Training oneself to become a hacker and then working for the NSA is like graduating law school with an emphasis in environmental law and then working for BP.
Except you hackers are already sellouts. Hackers complain that the United States does bad things in order to ensure a smooth oil supply, but then they fly or drive to Las Vegas for DefCon. In the hacker's mind, they are not to blame for burning oil, companies like BP are to blame for selling them the oil. While at DefCon, hackers consume vast amounts of electricity and water -- in the middle of a barren desert. Even the cheapest Vegas hotels are more luxurious than "nice" hotels in the third world. Hackers enjoy all the benefits of a peaceful, prosperous society created by our government and corporations, while complaining about how those benefits are obtained.
It's like that famous joke: A guy goes up to a beautiful woman in a bar. He asks her "Would you sleep with me for a million dollars?". She says yes, she would. He then asks "Will you sleep with me for $50?". She slaps his face, saying "What do you think I am?". He says "We already know what you are, we are just negotiating price".
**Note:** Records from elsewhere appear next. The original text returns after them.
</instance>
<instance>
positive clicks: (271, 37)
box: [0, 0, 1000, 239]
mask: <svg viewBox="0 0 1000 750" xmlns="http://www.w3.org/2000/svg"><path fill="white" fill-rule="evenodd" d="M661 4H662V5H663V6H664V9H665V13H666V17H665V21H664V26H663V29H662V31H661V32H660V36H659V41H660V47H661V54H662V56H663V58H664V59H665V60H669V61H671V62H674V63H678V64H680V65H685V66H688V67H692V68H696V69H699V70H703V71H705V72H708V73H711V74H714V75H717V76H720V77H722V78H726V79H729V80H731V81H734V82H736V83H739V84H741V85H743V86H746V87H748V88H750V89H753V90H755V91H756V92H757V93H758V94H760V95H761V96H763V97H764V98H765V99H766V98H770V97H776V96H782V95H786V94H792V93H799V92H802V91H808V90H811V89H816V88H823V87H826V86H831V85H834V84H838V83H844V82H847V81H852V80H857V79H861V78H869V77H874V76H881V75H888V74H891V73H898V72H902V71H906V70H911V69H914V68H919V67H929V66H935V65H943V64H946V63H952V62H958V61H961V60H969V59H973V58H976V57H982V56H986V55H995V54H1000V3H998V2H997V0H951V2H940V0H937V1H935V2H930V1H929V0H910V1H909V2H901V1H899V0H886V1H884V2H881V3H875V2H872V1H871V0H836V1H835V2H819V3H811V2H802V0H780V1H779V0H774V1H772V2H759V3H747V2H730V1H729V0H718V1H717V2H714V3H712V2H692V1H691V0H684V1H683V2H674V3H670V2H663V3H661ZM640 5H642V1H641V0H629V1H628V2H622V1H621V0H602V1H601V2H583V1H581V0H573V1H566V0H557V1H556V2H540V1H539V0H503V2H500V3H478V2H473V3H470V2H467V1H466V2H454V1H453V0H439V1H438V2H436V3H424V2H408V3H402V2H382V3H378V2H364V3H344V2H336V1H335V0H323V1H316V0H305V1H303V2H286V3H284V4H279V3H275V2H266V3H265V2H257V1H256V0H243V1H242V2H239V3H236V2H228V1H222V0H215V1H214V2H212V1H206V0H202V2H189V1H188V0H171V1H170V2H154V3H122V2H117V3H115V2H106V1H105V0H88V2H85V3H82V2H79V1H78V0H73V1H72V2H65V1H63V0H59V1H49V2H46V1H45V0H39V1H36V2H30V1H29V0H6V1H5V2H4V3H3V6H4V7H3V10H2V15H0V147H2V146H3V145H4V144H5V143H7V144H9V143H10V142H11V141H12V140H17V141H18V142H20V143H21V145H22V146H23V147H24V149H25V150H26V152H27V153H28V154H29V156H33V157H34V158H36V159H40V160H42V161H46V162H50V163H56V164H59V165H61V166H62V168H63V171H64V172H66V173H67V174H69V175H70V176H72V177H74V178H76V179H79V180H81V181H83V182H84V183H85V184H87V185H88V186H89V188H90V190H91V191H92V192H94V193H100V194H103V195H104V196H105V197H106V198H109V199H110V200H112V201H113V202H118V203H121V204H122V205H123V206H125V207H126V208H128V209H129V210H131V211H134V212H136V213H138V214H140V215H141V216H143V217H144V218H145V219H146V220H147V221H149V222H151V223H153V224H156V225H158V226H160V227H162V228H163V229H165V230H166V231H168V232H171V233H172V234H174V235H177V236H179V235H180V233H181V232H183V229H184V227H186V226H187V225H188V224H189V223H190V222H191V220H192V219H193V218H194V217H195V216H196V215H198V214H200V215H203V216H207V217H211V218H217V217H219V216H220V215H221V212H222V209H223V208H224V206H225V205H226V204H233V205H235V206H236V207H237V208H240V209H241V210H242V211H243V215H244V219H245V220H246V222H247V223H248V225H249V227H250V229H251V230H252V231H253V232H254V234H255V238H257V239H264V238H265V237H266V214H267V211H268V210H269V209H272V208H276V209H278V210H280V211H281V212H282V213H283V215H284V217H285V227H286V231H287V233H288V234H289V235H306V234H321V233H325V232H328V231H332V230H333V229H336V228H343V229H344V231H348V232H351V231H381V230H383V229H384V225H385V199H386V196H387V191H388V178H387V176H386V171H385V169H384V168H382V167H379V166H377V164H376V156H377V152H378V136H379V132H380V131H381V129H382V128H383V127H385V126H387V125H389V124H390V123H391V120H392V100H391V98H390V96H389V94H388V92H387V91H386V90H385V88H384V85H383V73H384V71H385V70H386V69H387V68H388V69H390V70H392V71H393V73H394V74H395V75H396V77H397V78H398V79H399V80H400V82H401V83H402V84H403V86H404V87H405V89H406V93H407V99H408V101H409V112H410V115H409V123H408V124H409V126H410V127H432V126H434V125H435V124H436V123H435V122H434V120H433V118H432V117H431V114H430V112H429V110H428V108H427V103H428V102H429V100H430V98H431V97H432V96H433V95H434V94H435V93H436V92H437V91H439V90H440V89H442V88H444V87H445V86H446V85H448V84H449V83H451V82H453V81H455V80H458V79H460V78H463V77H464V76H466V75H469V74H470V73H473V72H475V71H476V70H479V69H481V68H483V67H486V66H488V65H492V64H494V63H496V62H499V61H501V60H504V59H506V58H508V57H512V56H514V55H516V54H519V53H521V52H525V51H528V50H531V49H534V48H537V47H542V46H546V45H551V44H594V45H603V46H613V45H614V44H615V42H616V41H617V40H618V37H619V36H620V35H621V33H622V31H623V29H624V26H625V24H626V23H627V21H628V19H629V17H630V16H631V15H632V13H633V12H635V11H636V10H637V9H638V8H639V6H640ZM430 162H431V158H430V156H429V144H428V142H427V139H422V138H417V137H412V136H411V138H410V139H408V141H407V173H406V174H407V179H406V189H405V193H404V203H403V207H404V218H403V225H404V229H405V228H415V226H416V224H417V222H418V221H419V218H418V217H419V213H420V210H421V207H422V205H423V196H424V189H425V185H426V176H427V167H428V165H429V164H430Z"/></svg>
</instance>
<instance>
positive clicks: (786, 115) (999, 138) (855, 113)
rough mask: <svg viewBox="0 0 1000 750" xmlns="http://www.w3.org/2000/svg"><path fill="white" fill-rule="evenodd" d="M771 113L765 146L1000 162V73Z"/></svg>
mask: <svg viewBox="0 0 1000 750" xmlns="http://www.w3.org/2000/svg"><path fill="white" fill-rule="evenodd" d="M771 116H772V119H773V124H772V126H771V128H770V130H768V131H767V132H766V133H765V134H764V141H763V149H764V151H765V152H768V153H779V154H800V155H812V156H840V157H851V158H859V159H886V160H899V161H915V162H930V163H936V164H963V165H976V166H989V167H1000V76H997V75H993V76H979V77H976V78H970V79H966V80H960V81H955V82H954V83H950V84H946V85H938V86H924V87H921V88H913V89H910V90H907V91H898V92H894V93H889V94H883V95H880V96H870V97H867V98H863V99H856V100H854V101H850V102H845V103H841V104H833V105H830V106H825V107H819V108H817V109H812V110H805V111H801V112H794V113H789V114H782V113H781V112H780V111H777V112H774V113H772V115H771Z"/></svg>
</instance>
We already know hackers are sellouts, it's just a matter of negotiating price, finding out what hackers are willing to sacrifice their principles for.
While selling out your principles on the small things, your don't understand the big things. The typical DefCon punk has a distorted view of the world that is one large conspiracy theory. But the world is not so black and white, but shades of gray. You'd see that with a few classes in economics or political science, or by reading books.
There are many good books. The latest one I read is The Interrogator, written by a CIA interrogator of "high value targets" that were subjects of "extraordinary rendition" to "black sites". The author, Glenn Carle, sharply criticizes the Bush administration and its abuse and torture of such prisoners. This sounds exactly like your little conspiracy theories, but it isn't. Instead, Carle is respectful of the CIA and clearly for the "Global War on Terror". The situation is not black and white, but shades of gray.
The Enemy of the State. The NSA (mostly) doesn't spy on Americans. It operates under strict control of the executive branch. Certainly, President Bush relaxed those controls a bit, allowing the NSA spying to leak over into our borders, which is probably unconstitutional, but it's not the evil conspiracy you imagine.
The fact of the matter is that you'll compromise your principles less biking to work at the NSA than you will driving to work (gasoline or electric) at any other job.
The biggest downside working for the NSA isn't being a sellout, but working for a bureaucracy. Yes, you'll get to work on exciting projects, but most of your efforts will be the mind numbingly dull tasks, such as filling out paperwork. Ironically, much of that paperwork will be dealing with the checks and balances to prevent you from hacking Americans.
More to the point, if you ever see something where the NSA truly is doing something unconstitutional, then you have the chance to do something about it. Quit your job and become a whistleblower. It would be sad indeed if the only people who worked for the NSA were those who were willing to sacrifice their principles and go along with any activity, no matter how illegal.